The Hard Left calls non-whites who don't vote Labour 'race traitors'. Who's guilty of stereotyping, then?
 
...
I sucked my teeth when I read that initially, then started to feel that there was more to it. More to the point, if that's what much of the working class feels then that's what matters. It's like anti-Semitism; Labour might feel/state that it's not but if the Jewish community feels that it is then that's what counts.
...
I would disagree. If you're considering their public image as an organisation which depends on public support for their continued success, then it matters not what the "working class" or the "Jewish community" think about them if they can still get enough votes without those sections of the electorate. If, however, you're considering whether or not they are anti-Semitic, then what the "Jewish community" think isn't unimportant, but it isn't the deciding factor. What reasonable, fair-minded, disinterested people think is.
 

Cold_Collation

LE
Book Reviewer
I would disagree. If you're considering their public image as an organisation which depends on public support for their continued success, then it matters not what the "working class" or the "Jewish community" think about them if they can still get enough votes without those sections of the electorate. If, however, you're considering whether or not they are anti-Semitic, then what the "Jewish community" think isn't unimportant, but it isn't the deciding factor. What reasonable, fair-minded, disinterested people think is.
Yes, I agree. You express it better than I did - thank you.
 
I would disagree. If you're considering their public image as an organisation which depends on public support for their continued success, then it matters not what the "working class" or the "Jewish community" think about them if they can still get enough votes without those sections of the electorate.
That's been the Labour leadership's biggest problem for the last few years.
They are so far up themselves that they're completely out of touch with the public's perception of them (regardless of class, status or religious beliefs) They rely on the traditional Labour areas for the bulk of their votes and hope they can win a few marginals to tip the balance in a general election. The fact that they are now struggling to win votes in their previously safe areas means they have zero chance of forming a government.
By not allowing criticism from within, particularly from the regional areas they have convinced themselves they are right. They think the Labour masses will fall into line when required but can be ignored the rest of the time.

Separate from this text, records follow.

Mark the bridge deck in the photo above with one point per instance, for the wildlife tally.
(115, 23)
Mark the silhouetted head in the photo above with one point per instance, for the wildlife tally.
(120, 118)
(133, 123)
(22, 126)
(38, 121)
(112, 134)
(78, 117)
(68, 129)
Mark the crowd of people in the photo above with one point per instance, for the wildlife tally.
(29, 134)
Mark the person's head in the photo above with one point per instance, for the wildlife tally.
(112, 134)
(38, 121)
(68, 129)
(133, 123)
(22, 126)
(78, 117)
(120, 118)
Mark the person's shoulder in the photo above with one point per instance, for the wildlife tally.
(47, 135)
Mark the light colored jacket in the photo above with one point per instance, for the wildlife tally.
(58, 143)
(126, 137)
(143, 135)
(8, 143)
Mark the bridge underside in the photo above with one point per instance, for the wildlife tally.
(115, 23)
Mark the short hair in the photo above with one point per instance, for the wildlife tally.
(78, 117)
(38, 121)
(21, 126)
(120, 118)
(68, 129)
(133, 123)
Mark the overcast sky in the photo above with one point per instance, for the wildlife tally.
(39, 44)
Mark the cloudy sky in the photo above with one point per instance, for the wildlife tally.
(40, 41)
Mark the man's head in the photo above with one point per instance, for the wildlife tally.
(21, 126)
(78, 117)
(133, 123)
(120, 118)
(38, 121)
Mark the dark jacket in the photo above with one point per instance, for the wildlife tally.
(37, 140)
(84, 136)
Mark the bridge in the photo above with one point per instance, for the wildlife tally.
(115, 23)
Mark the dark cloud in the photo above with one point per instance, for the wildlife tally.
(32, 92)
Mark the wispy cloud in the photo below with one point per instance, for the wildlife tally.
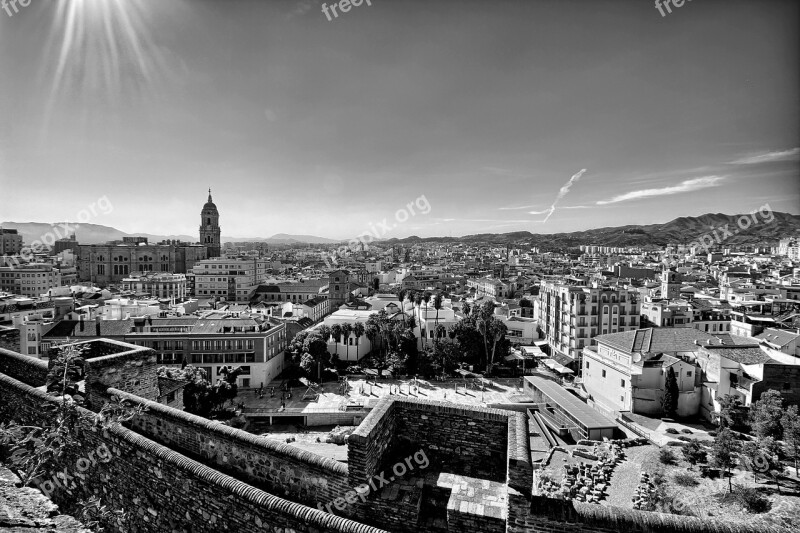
(769, 157)
(561, 194)
(684, 186)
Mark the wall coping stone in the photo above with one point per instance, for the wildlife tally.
(237, 488)
(226, 431)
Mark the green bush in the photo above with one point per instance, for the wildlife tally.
(751, 499)
(666, 456)
(685, 479)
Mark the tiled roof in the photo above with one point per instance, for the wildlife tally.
(743, 356)
(777, 337)
(107, 328)
(656, 340)
(167, 385)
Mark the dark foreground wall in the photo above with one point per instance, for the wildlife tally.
(161, 490)
(277, 467)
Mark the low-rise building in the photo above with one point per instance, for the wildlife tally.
(157, 285)
(32, 280)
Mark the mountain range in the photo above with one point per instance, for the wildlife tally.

The last general elction burst the bubble, but many in the Labour ranks are still refusing to see why they lost and who was responsible for them losing.
 
Some of you may remember a series of documentaries, a couple of years’ ago, on ‘The Working Class’ by ‘Two Jags’.
At one point he interviewed a couple of early 20s coloured girls in a council flat in south London.
He asked ‘how does it feel to be working class?’
‘What me, I’m not working class’, came the reply.
Two Jags obviously could not believe his ears.
‘What do you mean you’re not working class?’
‘Well I ain’t got a job. Never have had. So if I ain’t working, I can’t be working class, can I!’
Frankly, I’d have given her a job for having a far better sense of English Comprehension than most, these days.